Früh wurde das Fernsehen auf den Stoff aufmerksam: 
Ein Rezensionsexemplar des Buches landete beim Redaktionsleiter des WDR-Kinderfernsehens, *Gerd K. Müntefering*.
Unter der Federführung von "Sendung-mit-der-Maus"-Miterfinder *Armin Maiwald* wurde ab 1969 geplant. 

Maiwald: 
_"Uns war klar, dass eine Verfilmung der Geschichte mit realen Schauspielern unbezahlbar gewesen wäre.

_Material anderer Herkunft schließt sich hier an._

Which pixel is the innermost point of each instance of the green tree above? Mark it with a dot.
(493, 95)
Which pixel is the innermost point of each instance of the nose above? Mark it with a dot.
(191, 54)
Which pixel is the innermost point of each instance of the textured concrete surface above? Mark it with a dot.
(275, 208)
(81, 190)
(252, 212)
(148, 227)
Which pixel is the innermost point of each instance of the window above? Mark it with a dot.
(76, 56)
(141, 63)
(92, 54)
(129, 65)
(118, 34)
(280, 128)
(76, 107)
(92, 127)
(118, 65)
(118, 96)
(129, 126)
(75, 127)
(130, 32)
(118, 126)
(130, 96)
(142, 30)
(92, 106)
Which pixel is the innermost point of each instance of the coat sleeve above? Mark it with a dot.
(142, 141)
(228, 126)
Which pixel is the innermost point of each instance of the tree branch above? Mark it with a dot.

Wir wollten aber auch kein reines Puppenspiel. 
Die Kombination von Puppen und Filmszenen mit der damals neuen Stanztechnik gab uns mehr künstlerische Freiheit und entsprach der futuristischen Stimmung des Buchs. 
Dies bedeutete aber eine lange Vorbereitungsphase, in der wir für jede Szene ein Storyboard erstellten. 
Dabei mussten wir für jede Einstellung planen, mit welchen Puppen und Modellen aus welcher Perspektive wir drehen. 
Auch die Flugaufnahmen legten wir haarklein fest.“_

Von Robbi gab es vier Ausführungen – eine Handpuppe, eine Marionette, eine Detailpuppe und eine mit funktionsfähigem Teleskoparm, von Tobbi Handpuppe und Marionette. 
Vom Fliewatüüt wurde nur ein Exemplar gebaut, das war aber flexibel. Heck, Seitentüren und Kanzel ließen sich abnehmen. 
Das TV-Fliewatüüt gestaltete *Wolfgang Schünke*, Robbi und Tobbi stammen von *Friedrich Arndt* und *Rudolf Fischer*, die sie auch spielten.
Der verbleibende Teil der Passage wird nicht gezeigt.